Satellite image of Hurricane Paula

Hurricane Paula currently is still hugging the north coast of western Cuba, and the forecast is to weaken. Watches and warnings have also changed, as the Government of Cuba has replaced the Hurricane warnings for the Province of Pinar Del Rio with a new tropical storm warning. There are also tropical storm warnings in effect for the Provinces of La Habana and Ciudad de la Habana. A tropical storm watch is in effect for the Florida Keys from Craig Key westward, including the Dry Tortugas.

As of 7 AM CDT, the center of Hurricane Paula was near latitude 22.7 north, longitude 84.5 west, and moving towards the northeast at 5 MPH. A turn towards the east-northeast and east is expected later on in the day today, and while on this track, Paula will continue it’s movement along the north coast or western Cuba throughout the day today. Paula still remains a small hurricane, with maximum sustained winds of 75 MPH or 120 KPH with higher gusts. The hurricane is expected to weaken into a tropical storm later on in the day today. The hurricane force winds extend outward up to 10 miles from the center of the storm. The higher sustained winds are confined to a small area near the eye wall, and Paula remains a category 1 Hurricane on the Saffir-Simpson hurricane wind scale. Tropical force winds extend out from the center for up to 50 miles, as the weather station located on the western tip of Cuba recently reported a 60 MPH wind gust. The minimum central pressure estimated from Air Force Reserve Hurricane Hunter Aircraft is 999 MB, or 29.50 inches.

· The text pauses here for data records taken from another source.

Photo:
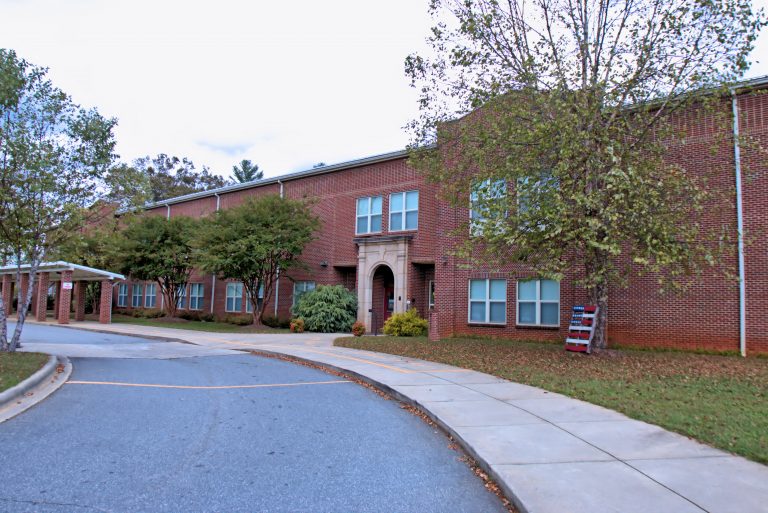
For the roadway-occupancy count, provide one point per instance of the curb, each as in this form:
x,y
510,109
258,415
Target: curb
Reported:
x,y
466,447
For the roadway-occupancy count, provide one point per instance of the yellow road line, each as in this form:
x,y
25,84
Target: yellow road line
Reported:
x,y
196,387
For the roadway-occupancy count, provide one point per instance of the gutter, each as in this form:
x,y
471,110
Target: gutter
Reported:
x,y
739,226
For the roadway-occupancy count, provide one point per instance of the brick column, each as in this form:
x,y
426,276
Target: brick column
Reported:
x,y
42,296
105,305
80,287
7,293
65,298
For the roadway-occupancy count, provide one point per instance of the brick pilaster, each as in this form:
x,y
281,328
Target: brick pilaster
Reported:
x,y
80,287
41,307
105,305
65,298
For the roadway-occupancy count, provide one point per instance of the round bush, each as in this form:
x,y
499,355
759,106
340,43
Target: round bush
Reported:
x,y
327,309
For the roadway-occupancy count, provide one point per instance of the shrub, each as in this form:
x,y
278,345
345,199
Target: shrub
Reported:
x,y
358,329
407,324
328,309
297,325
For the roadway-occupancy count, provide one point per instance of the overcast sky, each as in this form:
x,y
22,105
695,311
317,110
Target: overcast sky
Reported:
x,y
285,84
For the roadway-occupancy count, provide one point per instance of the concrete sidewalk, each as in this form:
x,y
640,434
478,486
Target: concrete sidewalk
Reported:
x,y
548,452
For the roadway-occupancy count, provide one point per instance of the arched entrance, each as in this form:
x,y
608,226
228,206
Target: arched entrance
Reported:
x,y
382,296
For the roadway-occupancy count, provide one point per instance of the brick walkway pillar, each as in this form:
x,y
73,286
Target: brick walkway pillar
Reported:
x,y
105,305
80,287
7,293
65,297
41,307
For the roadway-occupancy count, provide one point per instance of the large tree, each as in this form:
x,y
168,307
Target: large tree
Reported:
x,y
565,109
252,242
153,248
53,157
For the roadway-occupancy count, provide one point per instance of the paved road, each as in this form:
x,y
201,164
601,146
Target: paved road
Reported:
x,y
308,443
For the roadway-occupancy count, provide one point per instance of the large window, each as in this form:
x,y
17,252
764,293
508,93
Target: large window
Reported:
x,y
138,295
538,303
368,215
234,297
488,301
300,288
122,295
404,211
150,296
196,294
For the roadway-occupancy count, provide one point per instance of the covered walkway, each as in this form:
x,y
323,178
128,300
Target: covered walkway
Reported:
x,y
61,280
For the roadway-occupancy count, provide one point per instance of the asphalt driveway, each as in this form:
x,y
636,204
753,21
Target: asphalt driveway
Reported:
x,y
227,432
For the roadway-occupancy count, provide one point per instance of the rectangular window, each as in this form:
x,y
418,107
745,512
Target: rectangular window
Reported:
x,y
488,301
300,288
368,215
181,303
538,303
404,211
196,294
234,297
150,296
138,295
122,295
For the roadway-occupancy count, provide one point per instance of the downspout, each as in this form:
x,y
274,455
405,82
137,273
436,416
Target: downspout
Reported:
x,y
739,227
277,280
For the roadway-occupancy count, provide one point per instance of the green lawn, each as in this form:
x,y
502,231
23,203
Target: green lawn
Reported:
x,y
720,400
214,327
16,367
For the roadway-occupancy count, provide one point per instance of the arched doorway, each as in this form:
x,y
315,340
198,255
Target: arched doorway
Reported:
x,y
382,296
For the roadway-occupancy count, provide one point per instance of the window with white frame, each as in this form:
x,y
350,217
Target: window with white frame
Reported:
x,y
482,196
150,295
196,294
138,295
234,301
122,295
368,215
300,288
181,303
488,301
404,211
538,303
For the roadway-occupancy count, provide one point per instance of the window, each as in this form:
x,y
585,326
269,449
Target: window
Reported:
x,y
138,295
404,211
196,294
300,288
368,215
181,303
488,301
150,296
538,303
122,295
234,297
482,195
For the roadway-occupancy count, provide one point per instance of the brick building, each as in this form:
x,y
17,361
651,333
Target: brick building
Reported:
x,y
385,235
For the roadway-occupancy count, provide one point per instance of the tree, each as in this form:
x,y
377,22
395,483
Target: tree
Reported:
x,y
565,109
247,172
251,242
53,157
153,248
170,176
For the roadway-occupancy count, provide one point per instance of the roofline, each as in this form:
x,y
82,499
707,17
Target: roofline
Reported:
x,y
375,159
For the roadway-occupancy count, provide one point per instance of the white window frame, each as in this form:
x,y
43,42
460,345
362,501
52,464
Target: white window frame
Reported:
x,y
197,298
150,298
538,302
369,215
235,286
488,301
403,212
137,300
122,295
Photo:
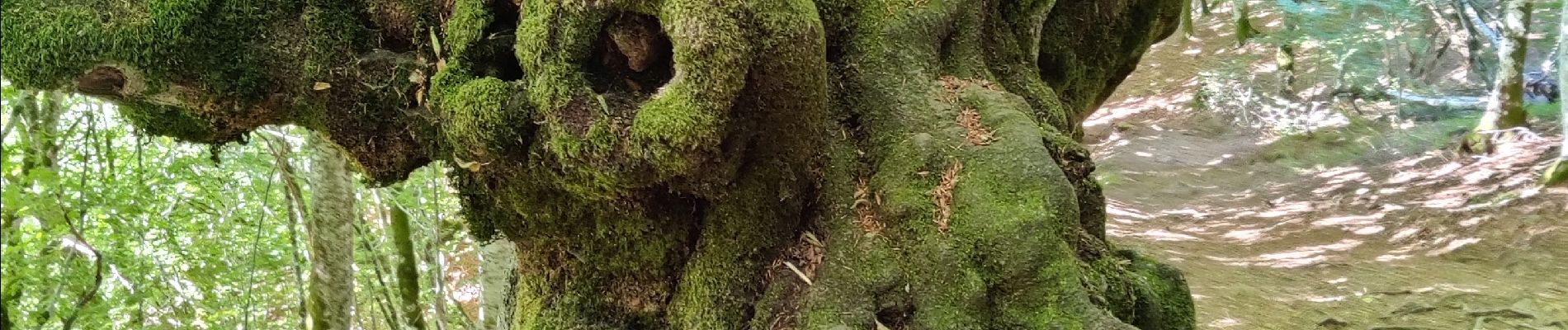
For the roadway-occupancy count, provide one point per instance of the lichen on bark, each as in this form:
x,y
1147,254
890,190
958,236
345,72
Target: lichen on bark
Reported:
x,y
695,165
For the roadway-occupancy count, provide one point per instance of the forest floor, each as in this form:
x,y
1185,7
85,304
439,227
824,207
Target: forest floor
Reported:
x,y
1363,225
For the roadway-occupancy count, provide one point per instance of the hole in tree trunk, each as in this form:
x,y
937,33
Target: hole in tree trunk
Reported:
x,y
494,54
632,57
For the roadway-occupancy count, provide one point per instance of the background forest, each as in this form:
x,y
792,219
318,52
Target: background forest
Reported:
x,y
1310,106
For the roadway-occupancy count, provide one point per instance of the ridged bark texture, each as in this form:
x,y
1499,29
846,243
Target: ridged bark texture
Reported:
x,y
407,270
712,165
499,284
331,229
1557,174
1505,102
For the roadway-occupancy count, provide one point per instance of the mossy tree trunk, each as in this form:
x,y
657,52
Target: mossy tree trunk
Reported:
x,y
1186,19
498,284
1505,102
331,229
686,163
1240,13
407,270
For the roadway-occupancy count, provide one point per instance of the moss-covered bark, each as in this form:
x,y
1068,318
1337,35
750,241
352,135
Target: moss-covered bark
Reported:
x,y
697,165
331,229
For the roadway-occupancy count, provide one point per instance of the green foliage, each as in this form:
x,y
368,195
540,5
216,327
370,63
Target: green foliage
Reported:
x,y
186,241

Land dwellers should expect tropical storm force winds across extreme western Cuba today, and winds may increase later in the day today over the lower and middle Florida Keys. Rainfall from Paula is expected to produce 3 to 6 inches of rain, with up to 10 inches in isolated regions over portions of western and central Cuba, and in mountainous regions, the rainfall may trigger life threatening flash floods and mudslides. The storm surge is expected to be 2 to 4 feet above normal tide levels along the immediate coast in areas of of onshore flow over extreme western Cuba, and the surge from Hurricane Paula will also be accompanied by large, destructive waves.